[Note: this material was authored by mentor Gordon Robinson and is the contents of a thread he created on the Coursera Forums of the previous version of the course. I’m bringing it over to the new Discourse platform with Gordon’s permission. Thanks, @GordonRobinson!]
A deep neural network has many, many global optima. This is true for any loss function: there is no convex loss function for a deep network.
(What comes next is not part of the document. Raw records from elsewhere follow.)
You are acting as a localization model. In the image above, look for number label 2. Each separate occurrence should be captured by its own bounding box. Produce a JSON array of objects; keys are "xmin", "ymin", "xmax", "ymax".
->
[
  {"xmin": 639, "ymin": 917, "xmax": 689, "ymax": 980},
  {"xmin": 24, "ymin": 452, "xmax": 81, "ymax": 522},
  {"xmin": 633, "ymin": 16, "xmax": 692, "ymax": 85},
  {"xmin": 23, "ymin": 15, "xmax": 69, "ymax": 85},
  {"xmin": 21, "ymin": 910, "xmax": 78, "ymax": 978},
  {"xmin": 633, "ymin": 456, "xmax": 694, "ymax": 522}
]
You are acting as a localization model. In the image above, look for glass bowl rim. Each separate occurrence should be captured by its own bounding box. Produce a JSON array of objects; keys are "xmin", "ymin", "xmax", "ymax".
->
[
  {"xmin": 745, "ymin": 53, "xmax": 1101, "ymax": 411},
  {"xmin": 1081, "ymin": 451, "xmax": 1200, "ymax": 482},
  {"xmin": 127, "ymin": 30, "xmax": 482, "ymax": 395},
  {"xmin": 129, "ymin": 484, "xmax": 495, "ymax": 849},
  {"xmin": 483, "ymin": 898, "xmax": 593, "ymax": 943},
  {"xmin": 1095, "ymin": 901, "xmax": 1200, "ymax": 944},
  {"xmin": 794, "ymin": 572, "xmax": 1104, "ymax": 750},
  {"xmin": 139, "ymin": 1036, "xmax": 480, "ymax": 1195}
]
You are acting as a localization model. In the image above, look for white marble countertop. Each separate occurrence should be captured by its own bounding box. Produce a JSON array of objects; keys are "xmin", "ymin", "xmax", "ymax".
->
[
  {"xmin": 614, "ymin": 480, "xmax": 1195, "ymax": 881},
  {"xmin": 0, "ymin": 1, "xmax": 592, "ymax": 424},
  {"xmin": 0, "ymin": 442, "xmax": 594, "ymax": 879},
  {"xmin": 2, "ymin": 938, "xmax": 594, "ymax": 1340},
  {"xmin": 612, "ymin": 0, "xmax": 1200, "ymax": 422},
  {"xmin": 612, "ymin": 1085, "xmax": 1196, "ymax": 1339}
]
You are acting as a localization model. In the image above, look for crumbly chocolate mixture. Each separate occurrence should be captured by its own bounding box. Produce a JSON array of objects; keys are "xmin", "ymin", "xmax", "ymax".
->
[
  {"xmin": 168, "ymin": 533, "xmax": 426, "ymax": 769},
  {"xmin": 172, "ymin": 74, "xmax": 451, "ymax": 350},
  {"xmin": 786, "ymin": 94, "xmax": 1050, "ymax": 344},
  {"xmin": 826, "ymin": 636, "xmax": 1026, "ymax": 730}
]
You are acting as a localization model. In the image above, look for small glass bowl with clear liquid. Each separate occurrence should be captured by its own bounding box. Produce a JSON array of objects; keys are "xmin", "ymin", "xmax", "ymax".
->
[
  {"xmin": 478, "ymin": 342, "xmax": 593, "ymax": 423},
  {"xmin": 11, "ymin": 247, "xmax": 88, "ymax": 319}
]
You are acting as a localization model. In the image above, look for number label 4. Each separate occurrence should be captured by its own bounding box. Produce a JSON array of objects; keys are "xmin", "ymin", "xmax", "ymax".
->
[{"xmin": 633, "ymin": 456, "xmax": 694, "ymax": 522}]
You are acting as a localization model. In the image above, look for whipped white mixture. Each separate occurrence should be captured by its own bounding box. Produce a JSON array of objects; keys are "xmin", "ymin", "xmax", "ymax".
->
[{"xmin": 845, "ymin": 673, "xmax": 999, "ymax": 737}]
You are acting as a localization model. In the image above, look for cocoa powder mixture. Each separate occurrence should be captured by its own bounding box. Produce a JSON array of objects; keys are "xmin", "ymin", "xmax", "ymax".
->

The reason is simple: the internal area of the network is so symmetric that we can change the weights (systematically, using permutations) to produce another set of weights that gives us exactly the same value for any input. What we are doing is interchanging the roles that some neurons have.
Starting simple, we can consider an interchange of the roles that neurons 1 and 2 in a layer play. By swapping rows 1 and 2 (using this course’s conventions) in the weight matrix (and bias vector) that calculates values for that layer, the values of neurons 1 and 2 are interchanged. If we also interchange columns 1 and 2 of the weight matrix for the next layer, we effectively switch them back.
An interchange is a very simple example of a permutation. Any permutation of the neurons in a layer produces an equivalent set of weights. And when we have many layers we can do these permutations independently on several layers. A formal description of this process uses permutation matrices and their transposes/inverses in the equations.
When our gradient descent search finds a global minimum for cost, there are therefore many other sets of weights that produce exactly that same minimal cost. Many global optima.
How many: the factorial of the largest number of neurons in a layer; multiplied by the factorial of the number of neurons in other layers, and so on. This is an astronomical number of equivalents.
Even stranger things can happen: if you consider taking a path through weight space between two such optima that correspond to swapping two neurons, there is a point where the two neurons have completely balanced roles (this is likely not another optimum). Such a point can be very flat, and again, there are lots of such points.
These symmetries have been known for a long time. Some papers that may be of interest have titles including terms like weight-space symmetry and visualizing loss landscapes.